CF 1475B - New Year's Number

CF 1475B - New Year's Number

Rating: 900
Tags: brute force, dp, math
Solve time: 3m 41s
Verified: yes

Solution

Problem Understanding

We are given a number $n$, and we want to know whether it can be built by adding together some number of 2020s and some number of 2021s.

If we choose $a$ copies of 2020 and $b$ copies of 2021, then the resulting value is

$$2020a + 2021b$$

The task is simply to determine whether there exist non-negative integers $a$ and $b$ that produce the given $n$.

The input contains up to $10^4$ test cases. Each value of $n$ is at most $10^6$. Since there can be many test cases, we want an algorithm that is essentially constant time per query.

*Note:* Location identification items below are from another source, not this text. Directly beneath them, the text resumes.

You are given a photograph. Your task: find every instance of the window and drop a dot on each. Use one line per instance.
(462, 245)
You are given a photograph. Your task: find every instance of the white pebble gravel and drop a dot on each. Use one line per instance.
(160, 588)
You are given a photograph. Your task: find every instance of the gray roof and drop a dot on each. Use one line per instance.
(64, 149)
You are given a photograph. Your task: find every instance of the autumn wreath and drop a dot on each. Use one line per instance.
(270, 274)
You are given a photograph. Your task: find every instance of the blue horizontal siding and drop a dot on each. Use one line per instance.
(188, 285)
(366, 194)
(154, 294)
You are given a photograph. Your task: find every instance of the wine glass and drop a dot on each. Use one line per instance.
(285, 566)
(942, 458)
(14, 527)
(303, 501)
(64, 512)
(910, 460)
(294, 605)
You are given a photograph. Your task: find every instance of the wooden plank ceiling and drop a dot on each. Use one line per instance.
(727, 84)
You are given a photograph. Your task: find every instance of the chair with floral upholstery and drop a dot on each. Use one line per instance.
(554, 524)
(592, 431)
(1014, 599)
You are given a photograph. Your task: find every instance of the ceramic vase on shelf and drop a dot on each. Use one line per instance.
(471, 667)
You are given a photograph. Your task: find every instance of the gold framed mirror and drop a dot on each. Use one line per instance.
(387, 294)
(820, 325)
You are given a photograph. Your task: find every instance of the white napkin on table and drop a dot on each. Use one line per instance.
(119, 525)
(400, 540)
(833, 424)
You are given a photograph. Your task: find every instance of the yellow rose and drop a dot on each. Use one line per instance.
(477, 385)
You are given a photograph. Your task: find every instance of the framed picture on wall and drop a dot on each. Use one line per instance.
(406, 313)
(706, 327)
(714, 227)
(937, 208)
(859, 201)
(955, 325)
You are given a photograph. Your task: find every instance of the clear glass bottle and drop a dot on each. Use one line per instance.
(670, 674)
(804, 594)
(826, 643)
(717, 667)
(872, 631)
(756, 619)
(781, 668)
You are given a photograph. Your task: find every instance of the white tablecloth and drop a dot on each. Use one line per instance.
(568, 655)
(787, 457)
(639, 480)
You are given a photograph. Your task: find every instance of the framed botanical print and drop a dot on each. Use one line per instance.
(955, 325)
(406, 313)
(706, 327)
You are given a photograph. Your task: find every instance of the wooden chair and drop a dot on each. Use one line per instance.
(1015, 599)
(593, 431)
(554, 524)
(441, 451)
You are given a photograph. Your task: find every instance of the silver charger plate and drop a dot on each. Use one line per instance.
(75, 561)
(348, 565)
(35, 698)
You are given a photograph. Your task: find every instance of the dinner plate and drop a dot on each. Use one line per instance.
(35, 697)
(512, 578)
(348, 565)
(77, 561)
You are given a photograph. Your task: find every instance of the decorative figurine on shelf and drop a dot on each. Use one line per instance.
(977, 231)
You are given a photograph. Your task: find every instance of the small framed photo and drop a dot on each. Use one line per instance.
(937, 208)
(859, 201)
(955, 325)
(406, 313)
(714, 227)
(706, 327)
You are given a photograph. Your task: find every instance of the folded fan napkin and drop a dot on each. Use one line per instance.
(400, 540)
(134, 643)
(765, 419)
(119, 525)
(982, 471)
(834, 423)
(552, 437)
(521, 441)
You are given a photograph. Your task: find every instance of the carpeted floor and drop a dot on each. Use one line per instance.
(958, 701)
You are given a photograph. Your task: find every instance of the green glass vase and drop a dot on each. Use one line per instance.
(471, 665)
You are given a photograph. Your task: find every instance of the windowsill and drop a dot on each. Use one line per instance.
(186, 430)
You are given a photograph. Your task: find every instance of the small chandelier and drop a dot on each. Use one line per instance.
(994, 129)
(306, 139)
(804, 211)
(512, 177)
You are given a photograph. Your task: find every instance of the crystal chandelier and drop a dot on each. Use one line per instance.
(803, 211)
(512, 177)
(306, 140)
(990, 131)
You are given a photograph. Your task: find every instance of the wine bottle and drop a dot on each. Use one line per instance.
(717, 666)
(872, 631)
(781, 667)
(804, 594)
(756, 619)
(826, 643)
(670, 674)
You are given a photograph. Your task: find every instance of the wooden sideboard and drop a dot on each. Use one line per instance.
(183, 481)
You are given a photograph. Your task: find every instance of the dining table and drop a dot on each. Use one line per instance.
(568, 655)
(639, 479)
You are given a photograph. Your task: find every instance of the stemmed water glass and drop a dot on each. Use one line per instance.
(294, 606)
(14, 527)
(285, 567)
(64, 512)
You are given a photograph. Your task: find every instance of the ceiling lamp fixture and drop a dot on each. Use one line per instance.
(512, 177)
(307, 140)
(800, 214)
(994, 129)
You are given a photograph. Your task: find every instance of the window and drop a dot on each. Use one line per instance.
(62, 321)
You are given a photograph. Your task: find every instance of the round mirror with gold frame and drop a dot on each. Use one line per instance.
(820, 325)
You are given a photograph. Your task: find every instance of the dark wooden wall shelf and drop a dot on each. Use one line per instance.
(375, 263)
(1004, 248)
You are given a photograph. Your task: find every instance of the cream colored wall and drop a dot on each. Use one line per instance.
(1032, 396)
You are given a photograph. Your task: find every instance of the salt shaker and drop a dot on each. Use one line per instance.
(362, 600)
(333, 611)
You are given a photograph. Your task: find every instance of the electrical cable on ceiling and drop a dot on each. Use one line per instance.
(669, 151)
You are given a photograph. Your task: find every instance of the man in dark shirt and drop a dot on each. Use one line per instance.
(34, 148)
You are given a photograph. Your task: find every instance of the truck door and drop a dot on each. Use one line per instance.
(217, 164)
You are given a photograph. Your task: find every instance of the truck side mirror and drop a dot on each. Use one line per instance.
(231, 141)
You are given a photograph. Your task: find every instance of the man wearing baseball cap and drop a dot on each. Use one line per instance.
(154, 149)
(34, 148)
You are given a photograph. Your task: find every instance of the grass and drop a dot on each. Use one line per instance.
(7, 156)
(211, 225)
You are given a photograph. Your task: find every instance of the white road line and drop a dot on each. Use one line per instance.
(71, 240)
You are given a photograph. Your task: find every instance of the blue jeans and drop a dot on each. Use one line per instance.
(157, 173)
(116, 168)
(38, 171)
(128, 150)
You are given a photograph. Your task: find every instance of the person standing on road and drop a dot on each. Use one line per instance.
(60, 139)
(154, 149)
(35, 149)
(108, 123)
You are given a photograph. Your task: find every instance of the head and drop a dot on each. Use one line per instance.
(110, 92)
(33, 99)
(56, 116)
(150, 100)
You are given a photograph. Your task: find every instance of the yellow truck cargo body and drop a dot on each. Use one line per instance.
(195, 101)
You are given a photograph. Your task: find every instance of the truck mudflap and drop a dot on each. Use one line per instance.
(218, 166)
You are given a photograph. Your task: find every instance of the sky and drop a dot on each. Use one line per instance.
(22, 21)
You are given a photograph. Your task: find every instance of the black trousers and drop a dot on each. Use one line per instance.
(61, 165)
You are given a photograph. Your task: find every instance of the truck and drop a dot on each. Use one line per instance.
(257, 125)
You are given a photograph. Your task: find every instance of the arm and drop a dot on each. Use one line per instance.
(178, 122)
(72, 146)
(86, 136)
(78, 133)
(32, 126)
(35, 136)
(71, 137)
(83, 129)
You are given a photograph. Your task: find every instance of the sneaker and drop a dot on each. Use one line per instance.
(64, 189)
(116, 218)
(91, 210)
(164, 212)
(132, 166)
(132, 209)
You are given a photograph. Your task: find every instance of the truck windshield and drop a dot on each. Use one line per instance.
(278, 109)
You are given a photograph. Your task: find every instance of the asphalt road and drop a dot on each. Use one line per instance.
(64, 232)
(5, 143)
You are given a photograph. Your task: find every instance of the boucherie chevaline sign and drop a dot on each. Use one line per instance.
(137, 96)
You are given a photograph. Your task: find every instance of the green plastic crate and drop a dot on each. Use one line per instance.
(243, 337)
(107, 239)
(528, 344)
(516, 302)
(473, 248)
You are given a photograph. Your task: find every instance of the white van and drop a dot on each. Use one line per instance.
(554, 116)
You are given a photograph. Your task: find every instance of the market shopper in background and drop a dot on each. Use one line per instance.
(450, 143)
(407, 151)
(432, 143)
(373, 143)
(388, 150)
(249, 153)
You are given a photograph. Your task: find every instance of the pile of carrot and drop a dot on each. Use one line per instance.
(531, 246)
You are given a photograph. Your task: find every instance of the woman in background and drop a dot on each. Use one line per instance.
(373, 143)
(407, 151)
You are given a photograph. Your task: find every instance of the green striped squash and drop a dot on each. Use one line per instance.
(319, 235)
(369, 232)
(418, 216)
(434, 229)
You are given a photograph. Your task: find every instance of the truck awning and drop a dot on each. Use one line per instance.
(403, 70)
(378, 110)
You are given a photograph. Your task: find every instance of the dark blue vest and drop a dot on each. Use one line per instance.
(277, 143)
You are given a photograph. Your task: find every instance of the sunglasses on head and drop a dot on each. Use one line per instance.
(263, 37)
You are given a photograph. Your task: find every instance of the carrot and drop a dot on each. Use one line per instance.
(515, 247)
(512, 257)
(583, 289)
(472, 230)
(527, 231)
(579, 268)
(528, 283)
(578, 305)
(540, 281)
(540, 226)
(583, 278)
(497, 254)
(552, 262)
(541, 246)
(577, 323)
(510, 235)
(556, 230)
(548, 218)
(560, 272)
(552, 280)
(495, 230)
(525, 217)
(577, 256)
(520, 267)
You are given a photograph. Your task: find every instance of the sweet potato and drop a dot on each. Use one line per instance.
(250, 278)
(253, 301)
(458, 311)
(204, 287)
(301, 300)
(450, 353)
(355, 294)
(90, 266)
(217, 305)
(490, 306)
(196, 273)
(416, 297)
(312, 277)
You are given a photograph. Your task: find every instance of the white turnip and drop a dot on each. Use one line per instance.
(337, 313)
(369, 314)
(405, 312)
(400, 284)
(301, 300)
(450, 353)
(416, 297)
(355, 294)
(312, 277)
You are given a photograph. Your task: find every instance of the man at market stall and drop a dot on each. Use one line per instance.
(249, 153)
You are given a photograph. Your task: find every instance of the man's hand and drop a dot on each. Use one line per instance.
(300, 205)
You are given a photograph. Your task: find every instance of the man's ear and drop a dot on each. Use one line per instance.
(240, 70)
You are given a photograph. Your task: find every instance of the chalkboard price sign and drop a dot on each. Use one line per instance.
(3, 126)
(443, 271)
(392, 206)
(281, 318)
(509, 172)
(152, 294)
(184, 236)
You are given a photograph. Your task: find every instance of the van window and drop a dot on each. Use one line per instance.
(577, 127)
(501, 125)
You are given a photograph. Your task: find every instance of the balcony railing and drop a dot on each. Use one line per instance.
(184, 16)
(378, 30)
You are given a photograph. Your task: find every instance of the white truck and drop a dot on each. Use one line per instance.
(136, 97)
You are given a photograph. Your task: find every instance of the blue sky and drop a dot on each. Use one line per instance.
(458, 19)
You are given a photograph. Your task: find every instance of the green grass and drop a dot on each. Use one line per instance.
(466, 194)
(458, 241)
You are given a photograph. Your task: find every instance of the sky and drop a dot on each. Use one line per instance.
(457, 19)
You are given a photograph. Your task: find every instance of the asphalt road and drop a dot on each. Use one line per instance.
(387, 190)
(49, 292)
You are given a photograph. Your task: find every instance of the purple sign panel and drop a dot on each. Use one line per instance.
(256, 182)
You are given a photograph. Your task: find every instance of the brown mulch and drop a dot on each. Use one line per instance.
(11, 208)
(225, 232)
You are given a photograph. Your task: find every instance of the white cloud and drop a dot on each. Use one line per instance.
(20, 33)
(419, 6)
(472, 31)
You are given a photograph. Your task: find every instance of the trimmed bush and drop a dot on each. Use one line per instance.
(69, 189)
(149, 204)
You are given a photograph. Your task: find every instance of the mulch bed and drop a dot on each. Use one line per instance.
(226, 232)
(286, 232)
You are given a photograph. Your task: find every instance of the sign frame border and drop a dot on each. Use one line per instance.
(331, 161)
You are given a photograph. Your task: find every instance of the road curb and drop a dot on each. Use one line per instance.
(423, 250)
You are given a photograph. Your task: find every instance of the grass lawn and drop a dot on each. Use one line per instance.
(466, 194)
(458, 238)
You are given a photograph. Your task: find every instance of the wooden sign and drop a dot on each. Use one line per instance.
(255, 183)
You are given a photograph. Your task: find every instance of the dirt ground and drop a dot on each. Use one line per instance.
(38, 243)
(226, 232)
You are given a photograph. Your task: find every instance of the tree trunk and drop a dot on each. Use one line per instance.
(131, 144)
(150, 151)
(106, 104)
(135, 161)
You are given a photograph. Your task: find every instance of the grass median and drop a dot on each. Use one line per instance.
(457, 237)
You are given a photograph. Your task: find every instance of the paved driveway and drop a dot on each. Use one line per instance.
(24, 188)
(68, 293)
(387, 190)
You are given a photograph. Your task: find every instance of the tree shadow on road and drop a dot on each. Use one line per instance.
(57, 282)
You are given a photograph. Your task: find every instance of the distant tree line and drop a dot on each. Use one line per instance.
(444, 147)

An approach that performs only a few arithmetic operations for each test case is ideal.

A few edge cases are easy to miss.

Consider:

1
2020

The correct answer is:

YES

because one copy of 2020 is allowed. A solution that mistakenly requires both numbers to appear at least once would fail.

Consider:

1
2019

The correct answer is:

NO

because every usable number is at least 2020. Any positive combination must be at least 2020.

Consider:

1
2021

The correct answer is:

YES

because a single 2021 is valid.

A more subtle case is:

1
4040

The correct answer is:

YES

since $4040 = 2020 + 2020$. A careless solution that only checks divisibility by 2021 would incorrectly reject it.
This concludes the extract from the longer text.